1. Easton Power Sensor
The Blast Sensor is used to measure metrics that indicate how efficient and powerful the swing is. We can assess swing speed, time to contact, bat path, bat whip, and more. The results are then used to calculate swing efficiency, power index, and energy transfer. Tracking these numbers, which are all products of efficient and productive swing mechanics, allows us to track the progress our hitters make.
2. Diamond Kinetics Swingtracker
The Swingtracker is an inertial sensor used to measure swing metrics similar to the Blast Sensor, except that it measures a couple different metrics. The unique data we like to track using this sensor are hand cast distance and forward barrel speed.

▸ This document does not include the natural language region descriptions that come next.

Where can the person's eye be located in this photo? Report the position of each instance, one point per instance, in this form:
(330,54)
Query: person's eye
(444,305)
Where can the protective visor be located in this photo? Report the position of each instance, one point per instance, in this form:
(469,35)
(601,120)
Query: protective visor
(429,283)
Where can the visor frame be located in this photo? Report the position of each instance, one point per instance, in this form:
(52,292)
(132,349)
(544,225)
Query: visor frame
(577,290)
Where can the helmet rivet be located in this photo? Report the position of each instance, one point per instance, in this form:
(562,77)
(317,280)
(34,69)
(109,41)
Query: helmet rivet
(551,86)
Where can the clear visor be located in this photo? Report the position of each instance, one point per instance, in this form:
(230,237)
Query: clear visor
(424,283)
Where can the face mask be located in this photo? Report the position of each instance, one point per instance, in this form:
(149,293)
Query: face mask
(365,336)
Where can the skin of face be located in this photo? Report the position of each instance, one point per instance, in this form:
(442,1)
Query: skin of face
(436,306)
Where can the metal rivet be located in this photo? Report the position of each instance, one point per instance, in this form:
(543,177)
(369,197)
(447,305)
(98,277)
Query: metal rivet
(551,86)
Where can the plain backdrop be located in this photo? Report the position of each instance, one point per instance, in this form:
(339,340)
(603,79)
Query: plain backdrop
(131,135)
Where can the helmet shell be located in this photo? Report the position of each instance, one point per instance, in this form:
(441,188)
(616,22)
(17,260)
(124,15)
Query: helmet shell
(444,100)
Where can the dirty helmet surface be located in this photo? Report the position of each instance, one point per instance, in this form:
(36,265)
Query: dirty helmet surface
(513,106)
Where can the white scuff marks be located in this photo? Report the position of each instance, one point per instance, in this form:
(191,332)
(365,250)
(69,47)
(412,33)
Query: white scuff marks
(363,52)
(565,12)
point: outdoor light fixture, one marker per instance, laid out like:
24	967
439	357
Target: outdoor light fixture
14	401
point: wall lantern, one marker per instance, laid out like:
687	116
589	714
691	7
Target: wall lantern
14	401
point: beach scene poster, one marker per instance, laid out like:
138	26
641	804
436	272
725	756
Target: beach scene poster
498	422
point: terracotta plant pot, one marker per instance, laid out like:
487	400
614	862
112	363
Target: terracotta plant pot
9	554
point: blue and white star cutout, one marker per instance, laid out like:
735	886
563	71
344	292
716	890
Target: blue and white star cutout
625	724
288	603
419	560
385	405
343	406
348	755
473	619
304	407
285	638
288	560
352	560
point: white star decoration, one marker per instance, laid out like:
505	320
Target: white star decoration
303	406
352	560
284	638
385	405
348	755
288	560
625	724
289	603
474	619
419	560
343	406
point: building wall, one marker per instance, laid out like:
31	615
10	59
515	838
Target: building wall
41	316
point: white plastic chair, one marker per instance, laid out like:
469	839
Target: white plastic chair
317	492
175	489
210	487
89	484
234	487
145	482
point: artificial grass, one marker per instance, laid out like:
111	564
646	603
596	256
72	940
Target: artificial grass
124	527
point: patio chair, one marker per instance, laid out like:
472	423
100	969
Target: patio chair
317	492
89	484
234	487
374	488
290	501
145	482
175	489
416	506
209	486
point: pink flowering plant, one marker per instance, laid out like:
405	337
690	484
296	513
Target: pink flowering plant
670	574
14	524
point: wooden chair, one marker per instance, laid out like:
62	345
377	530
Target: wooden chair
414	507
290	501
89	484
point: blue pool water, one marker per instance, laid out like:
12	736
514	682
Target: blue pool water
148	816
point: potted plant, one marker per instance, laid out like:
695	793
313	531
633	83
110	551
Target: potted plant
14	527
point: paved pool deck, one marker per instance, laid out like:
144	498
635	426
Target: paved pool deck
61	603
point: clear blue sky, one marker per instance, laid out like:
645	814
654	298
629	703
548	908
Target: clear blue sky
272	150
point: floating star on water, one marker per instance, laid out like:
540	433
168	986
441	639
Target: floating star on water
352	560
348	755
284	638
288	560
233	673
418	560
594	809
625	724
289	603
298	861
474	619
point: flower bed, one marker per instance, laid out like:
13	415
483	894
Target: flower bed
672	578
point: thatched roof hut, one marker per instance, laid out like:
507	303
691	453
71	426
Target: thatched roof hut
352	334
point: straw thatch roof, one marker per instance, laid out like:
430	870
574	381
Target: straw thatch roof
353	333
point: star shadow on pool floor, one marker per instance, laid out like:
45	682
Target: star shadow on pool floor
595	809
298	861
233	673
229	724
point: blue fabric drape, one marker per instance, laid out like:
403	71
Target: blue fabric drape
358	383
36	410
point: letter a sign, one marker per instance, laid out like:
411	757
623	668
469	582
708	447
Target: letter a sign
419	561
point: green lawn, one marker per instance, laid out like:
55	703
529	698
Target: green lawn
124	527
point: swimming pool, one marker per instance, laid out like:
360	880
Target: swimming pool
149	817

3. Kinovea Motion Analysis Software
There are many motion analysis software programs on the market, but we chose Kinovea because it is easy to use, allows side-by-side comparisons, and allows us to actually measure distances and angles within the swing. Seeing is believing, and knowing these numbers gives us objective information to use as we teach our hitters.
4. Radar Gun
We use the good ol' radar gun to measure ball exit speed (BES), which is the end result of energy transfer thru the swing process. BES is simply how fast (in mph) the ball leaves the bat after they collide. Many factors play a role in increasing BES, not just overall "bat speed".
So as we track progress in other metrics we use the radar gun to see that the progress is actually translating to better BES.